Até mesmo Stefano Černetić, Príncipe de Montenegro e Macedônia, teve que encarar essa realidade. Sua vida na alta sociedade, que incluía condecorar a atriz de Hollywood Pamela Anderson com o título de cavaleira, chegou a um fim abrupto quando a polícia descobriu que esse cidadão italiano, com um armário repleto de uniformes e vestes reais falsificadas, estava apenas se passando pelo chefe de Estado. Ele não pôde nem mesmo recorrer ao seu autoproclamado reino em busca de ajuda.

Pessoas apátridas, como os rohingya de Myanmar ou os russos étnicos da Letônia, conhecem as consequências terríveis que podem advir quando um governo as rejeita como estrangeiras. Mesmo que em algum momento tenham tido direito a pertencer a um país, sua cidadania perde a validade se o Estado não a reconhece.

O resultado é que o Estado é o único vendedor legítimo de cidadania. Mesmo que entraves burocráticos prolonguem o processo de naturalização, e mesmo que cadeias de intermediários conectem o comprador e o vendedor, o Estado deve aprovar cada transação de cidadania. Assim, não pode haver um mercado secundário legal.

<><> Prerrogativas soberanas

Como a cidadania é um monopólio estatal, mesmo os seus menores detentores — microestados com menos de um milhão de habitantes, sem o poderio econômico e militar que normalmente associamos à condição de Estado — podem utilizar essa ferramenta para arrecadar receita. O que importa não é o tamanho, mas a soberania.

Na prática, o Estado desempenha um papel duplo ao vender cidadania, atuando tanto como o único produtor do produto quanto como o principal regulador do mercado. Essa dupla função, por vezes, resultou em casos eticamente questionáveis, mas totalmente legais, de países que vendem cidadania a pessoas com antecedentes criminais. Tadamasa Goto, um chefe da máfia japonesa que se tornou cambojano em troca de uma doação considerável, é um exemplo disso.

Ainda assim, quando o Estado estrutura o campo de atuação e serve como um participante indispensável no jogo, ele põe em questão as suposições convencionais sobre o que é necessário para o funcionamento de um mercado. No caso da dívida soberana, por exemplo, a possibilidade de inadimplência sem compensação permanece um risco iminente, pois a imunidade soberana limita as ferramentas disponíveis para a execução de pagamentos ou a apreensão de ativos.

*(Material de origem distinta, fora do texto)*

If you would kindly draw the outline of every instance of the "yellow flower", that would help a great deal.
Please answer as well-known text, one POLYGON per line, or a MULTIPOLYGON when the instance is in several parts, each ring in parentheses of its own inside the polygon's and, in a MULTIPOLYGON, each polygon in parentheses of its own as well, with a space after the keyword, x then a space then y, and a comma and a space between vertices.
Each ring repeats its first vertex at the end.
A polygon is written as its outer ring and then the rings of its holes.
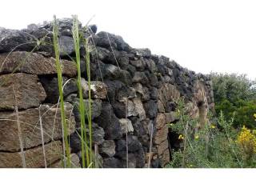
POLYGON ((178 138, 179 140, 183 140, 184 139, 184 137, 182 134, 180 134, 178 135, 178 138))
POLYGON ((237 143, 242 146, 242 150, 246 154, 251 154, 256 153, 255 131, 253 130, 251 133, 250 130, 243 126, 241 132, 238 135, 237 143))

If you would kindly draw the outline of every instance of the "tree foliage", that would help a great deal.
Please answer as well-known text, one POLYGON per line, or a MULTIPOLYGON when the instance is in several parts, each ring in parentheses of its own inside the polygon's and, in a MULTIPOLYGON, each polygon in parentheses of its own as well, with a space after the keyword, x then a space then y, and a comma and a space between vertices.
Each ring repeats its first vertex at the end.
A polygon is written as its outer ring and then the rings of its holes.
POLYGON ((215 110, 226 118, 234 117, 234 126, 255 127, 253 114, 256 111, 256 82, 245 74, 212 73, 215 110))

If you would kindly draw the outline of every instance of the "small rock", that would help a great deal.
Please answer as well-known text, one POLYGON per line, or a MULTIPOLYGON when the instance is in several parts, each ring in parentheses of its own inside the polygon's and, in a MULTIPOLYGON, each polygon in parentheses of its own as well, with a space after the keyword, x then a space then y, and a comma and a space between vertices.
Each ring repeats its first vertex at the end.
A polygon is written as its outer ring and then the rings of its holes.
POLYGON ((140 82, 143 85, 148 84, 149 80, 144 72, 136 71, 132 79, 133 82, 140 82))
POLYGON ((126 134, 126 130, 128 132, 134 132, 134 127, 131 123, 131 121, 128 118, 121 118, 119 119, 120 126, 121 126, 121 130, 122 134, 126 134))
POLYGON ((155 101, 150 100, 143 104, 146 114, 150 118, 154 118, 158 114, 158 104, 155 101))
POLYGON ((115 143, 113 140, 105 140, 99 146, 99 153, 104 157, 111 158, 115 154, 115 143))

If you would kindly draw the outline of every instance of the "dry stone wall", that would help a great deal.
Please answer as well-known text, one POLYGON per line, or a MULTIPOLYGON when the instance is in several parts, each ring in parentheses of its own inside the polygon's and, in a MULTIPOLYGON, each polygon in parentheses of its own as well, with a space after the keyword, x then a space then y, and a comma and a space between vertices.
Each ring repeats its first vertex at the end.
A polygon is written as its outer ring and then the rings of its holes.
MULTIPOLYGON (((70 59, 74 58, 72 20, 58 20, 58 26, 72 161, 78 167, 79 122, 86 117, 78 112, 77 70, 70 59)), ((177 102, 184 97, 192 117, 206 117, 214 108, 210 79, 148 49, 134 49, 120 36, 96 33, 96 26, 90 30, 91 86, 87 85, 83 55, 82 83, 86 106, 91 90, 93 142, 100 164, 127 167, 127 145, 129 167, 147 167, 149 158, 151 167, 165 166, 170 161, 166 124, 178 121, 177 102)), ((50 22, 32 24, 22 30, 0 28, 0 167, 22 167, 22 154, 27 167, 62 166, 62 131, 51 31, 50 22)))

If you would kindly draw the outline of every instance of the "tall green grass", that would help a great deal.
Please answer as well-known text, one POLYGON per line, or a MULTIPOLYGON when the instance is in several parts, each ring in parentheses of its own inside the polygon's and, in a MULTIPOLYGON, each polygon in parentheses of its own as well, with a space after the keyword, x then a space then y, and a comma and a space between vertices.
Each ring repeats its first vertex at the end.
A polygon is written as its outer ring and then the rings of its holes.
POLYGON ((66 158, 66 160, 64 158, 64 165, 66 166, 67 167, 70 167, 70 151, 68 130, 67 130, 67 125, 66 122, 66 114, 65 114, 65 107, 64 107, 64 97, 63 97, 63 90, 62 90, 63 79, 62 79, 62 65, 60 62, 58 35, 58 25, 57 25, 57 19, 56 19, 56 16, 54 15, 54 22, 53 22, 53 36, 54 36, 54 48, 55 58, 56 58, 56 69, 57 69, 57 74, 58 74, 58 93, 60 97, 62 125, 63 134, 64 134, 64 143, 63 143, 63 145, 65 145, 64 155, 66 158))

Os governos também podem influenciar indicadores macroeconômicos, dificultando a verificação da saúde econômica por parte dos credores. Para se proteger contra tais ameaças e garantir liquidez, intermediários com riscos reputacionais distintos entram na transação.

A cidadania tem sua própria versão de inadimplência da dívida soberana: o não reconhecimento. Quando, por exemplo, Granada encerrou seu programa de cidadania econômica em 2001, após pressão dos Estados Unidos, lidou com seus cidadãos investidores simplesmente recusando-se a reconhecê-los como tal, anulando efetivamente sua cidadania. Incidentes semelhantes ocorreram no Pacífico ao longo da década de 1990.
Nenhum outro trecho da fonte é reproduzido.